Friday, December 24th, 2010

HAPPY HOLIDAYS

Hollywood Christmas Cards

 

 (lapl)

 

By Alma Whitaker
Christmas 1928

 

Christmas Eve round the fire – opening joyous piles of Christmas cards. Perhaps not quite so many utterly luxurious ones from Hollywood this year – because, oh, well, the “talkies” and other things have marred the prosperity of a few.

 

Five beautiful religious ones. Mr. and Mrs. Gardiner (Louise Dresser) send an exquisite Madonna and Babe, with lambs, against a Holy Land background, the whole giving a church window effect. Mr.  and Mrs. Antonio Moreno, a blissful Holy Baby, seemingly sleeping in a celestial spotlight. Ramon Novarro an impressionistic version of the Madonna and Babe, outlined in heavy blue with golden haloes. John Boyce Smith, a white embossed view of the Holy Land, with camels and donkeys, palms and mosques, against a golden sky.

 

Lina Basquette, a snow mountain against a black sky, with two elongated emaciated sleighers floating down it. Doris Dawson, gilded Christmas trees against a turquoise sky and an unknown animal. Mr. and Mrs. Edmund Lowe, two elongated attenuated dancers on a few blue leaves.

 

Tec-Art Studios go in for heavy parchment, a terra cotta city and a palm higher than a church steeple. Billie Dove and Irving Willat send three emaciated reindeer racing down a black rainbow across a purple sky, with a yellow moon.

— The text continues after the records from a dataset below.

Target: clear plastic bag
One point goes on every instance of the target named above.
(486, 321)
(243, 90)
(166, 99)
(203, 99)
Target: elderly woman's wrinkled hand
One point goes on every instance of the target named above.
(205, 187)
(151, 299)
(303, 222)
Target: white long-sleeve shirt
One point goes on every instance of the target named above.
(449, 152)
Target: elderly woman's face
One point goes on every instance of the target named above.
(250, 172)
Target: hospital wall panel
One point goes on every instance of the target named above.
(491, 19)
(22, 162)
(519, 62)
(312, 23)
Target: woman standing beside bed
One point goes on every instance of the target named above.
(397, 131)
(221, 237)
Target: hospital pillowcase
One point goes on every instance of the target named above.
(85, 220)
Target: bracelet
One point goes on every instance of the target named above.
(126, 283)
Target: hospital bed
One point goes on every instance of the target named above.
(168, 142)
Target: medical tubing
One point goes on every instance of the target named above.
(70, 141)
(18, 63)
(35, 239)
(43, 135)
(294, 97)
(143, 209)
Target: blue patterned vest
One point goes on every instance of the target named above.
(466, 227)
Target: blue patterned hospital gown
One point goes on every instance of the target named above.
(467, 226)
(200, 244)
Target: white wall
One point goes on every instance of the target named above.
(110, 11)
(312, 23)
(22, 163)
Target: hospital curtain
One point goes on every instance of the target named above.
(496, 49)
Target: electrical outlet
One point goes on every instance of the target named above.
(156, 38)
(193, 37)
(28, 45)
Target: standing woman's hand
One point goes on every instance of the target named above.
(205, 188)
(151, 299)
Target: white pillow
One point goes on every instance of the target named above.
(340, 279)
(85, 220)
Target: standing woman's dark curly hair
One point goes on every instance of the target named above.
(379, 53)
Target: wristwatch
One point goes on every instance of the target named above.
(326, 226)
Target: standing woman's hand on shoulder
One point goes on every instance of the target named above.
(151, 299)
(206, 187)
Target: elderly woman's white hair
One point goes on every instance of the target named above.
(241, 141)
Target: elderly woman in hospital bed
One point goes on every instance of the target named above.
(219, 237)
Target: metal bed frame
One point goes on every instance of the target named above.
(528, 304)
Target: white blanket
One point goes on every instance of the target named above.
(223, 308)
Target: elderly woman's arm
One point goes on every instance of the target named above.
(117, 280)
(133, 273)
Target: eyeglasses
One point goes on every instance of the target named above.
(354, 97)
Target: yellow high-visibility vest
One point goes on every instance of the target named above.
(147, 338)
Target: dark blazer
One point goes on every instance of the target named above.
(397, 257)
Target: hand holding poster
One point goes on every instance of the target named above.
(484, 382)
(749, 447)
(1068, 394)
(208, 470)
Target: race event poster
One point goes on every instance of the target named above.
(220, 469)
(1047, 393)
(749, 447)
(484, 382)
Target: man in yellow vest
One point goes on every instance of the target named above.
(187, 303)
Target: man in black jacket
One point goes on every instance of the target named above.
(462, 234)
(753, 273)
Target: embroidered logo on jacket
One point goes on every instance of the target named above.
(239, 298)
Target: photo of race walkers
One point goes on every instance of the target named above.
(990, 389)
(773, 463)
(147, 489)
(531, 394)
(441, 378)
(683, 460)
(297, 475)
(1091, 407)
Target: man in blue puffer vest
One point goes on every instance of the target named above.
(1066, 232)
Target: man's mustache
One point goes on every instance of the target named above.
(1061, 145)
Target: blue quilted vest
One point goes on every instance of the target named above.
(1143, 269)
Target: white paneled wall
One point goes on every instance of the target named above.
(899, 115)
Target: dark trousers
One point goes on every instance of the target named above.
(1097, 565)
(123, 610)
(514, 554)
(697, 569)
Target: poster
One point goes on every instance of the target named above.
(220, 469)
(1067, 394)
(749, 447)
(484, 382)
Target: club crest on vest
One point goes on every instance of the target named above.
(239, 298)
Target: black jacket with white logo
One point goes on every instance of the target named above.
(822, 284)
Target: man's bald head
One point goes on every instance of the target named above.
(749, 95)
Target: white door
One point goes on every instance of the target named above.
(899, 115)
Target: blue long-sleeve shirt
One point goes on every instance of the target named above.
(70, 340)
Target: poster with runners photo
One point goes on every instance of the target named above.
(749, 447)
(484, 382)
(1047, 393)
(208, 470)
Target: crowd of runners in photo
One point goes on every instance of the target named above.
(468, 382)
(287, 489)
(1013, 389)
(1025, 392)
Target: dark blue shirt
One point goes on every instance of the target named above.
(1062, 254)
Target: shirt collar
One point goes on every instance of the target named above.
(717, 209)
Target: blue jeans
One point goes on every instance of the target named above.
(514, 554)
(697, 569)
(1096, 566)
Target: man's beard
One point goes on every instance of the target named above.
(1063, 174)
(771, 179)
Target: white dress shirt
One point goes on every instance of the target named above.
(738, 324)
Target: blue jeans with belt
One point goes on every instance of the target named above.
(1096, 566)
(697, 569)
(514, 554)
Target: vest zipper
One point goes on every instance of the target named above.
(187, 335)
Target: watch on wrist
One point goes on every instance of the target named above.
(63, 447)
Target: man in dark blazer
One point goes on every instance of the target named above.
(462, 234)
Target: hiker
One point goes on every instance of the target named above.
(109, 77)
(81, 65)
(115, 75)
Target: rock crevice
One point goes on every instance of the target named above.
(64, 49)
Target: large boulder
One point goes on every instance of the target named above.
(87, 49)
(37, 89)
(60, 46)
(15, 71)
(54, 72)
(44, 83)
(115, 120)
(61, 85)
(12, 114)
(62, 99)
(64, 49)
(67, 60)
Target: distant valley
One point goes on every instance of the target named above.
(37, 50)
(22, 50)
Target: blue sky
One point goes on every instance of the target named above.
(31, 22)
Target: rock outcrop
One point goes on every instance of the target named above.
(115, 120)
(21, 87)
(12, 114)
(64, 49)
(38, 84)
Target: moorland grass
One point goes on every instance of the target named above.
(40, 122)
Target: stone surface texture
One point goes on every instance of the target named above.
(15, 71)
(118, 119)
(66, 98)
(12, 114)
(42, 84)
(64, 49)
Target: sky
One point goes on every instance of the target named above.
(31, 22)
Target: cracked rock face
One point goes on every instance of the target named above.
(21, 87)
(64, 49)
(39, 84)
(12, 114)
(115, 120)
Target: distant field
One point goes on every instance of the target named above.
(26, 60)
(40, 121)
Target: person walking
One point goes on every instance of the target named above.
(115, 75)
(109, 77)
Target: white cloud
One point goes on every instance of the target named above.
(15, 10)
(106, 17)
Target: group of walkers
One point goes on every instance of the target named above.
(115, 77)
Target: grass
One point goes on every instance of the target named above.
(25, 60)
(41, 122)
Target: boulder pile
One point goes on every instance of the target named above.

Fanchon Royer’s card, red on silver, shows a very Mephistophelian gentleman apparently making offerings to some Christmas candles. Warner Baxter goes in for black and gold voluptuous architecture against a gray sky striped with red and gold.

 

Elegant simplicity is favored by Dick Barthelmess – white embossed crest on an expensive white background, and no vulgar originality about the greeting. Bebe Daniels has a gold crest on aristocratic gray, winged griffin rampant, motto, “Semper Paratus.” Mr. and Mrs. Samuel Goldwyn’s crest on gold and red is made up of a red S and gold G. Lois Weber and Harry Gantz send chaste open-work greetings in gold. William Cowan and Leonore Coffee’s crest is apparently a fist with a laurel wreath – motto, “Invictus maneo.” Estelle Taylor leaves Jack [Dempsey] off her cards and sends “Estelle” laced into a tulip leaf.

 

Now we come to the intentionally comic. Distinctive among these is a regular bill poster from James Cruze and Betty Compson, filled with naughty caricatures of their guests. That one deserves a story all to itself. Every kind of guest gets a dirty dig – the one who drinks too much, stays too late, sits on good chairs in wet bathing suits, makes tactless remarks, ruins flower beds, et al. Well, the only time they invited me, they forgot – and had already dined. I’m going to get a naughty one out on hosts one of these days.

 

Johnny Hines pictures himself playing golf and shouting “Fore” – “for good times”… which, really now, might be telling ‘em to get out of the way. Colleen Moore, made up as Topsy, is gazing woefully at us from a green card, and the greeting properly Topsyish – in Colleen’s own hand-writing. Katherine Albert sends greetings in ten languages – but no English. Francine and Morse Mason come violently cubistic and very nude. The Milton Sills send three pairs of socks on a laundry line – ostensibly belonging to Milton, Doris and Baby. Dorothy Yost and Dwight Cummings give us a Christmas scenario of ourselves. Ida Koverman could not resist a touch of politics – big candles, elephants, amongst the persiflage, on wrapping paper. Some of the other “comic” ones are a trifle labored, so we won’t expose them.

 

And then come the pile of the simple little ordinary cards – the kind I send myself. Some of them with darling little personal messages, all of them sweetly sentimental, some of them home-made – every whit as precious as the expensive, gorgeous ones. Most of those listed above are frightfully stylish, and came in envelopes as grand as the cards themselves. I counted fifteen that cost over 10 cents postage!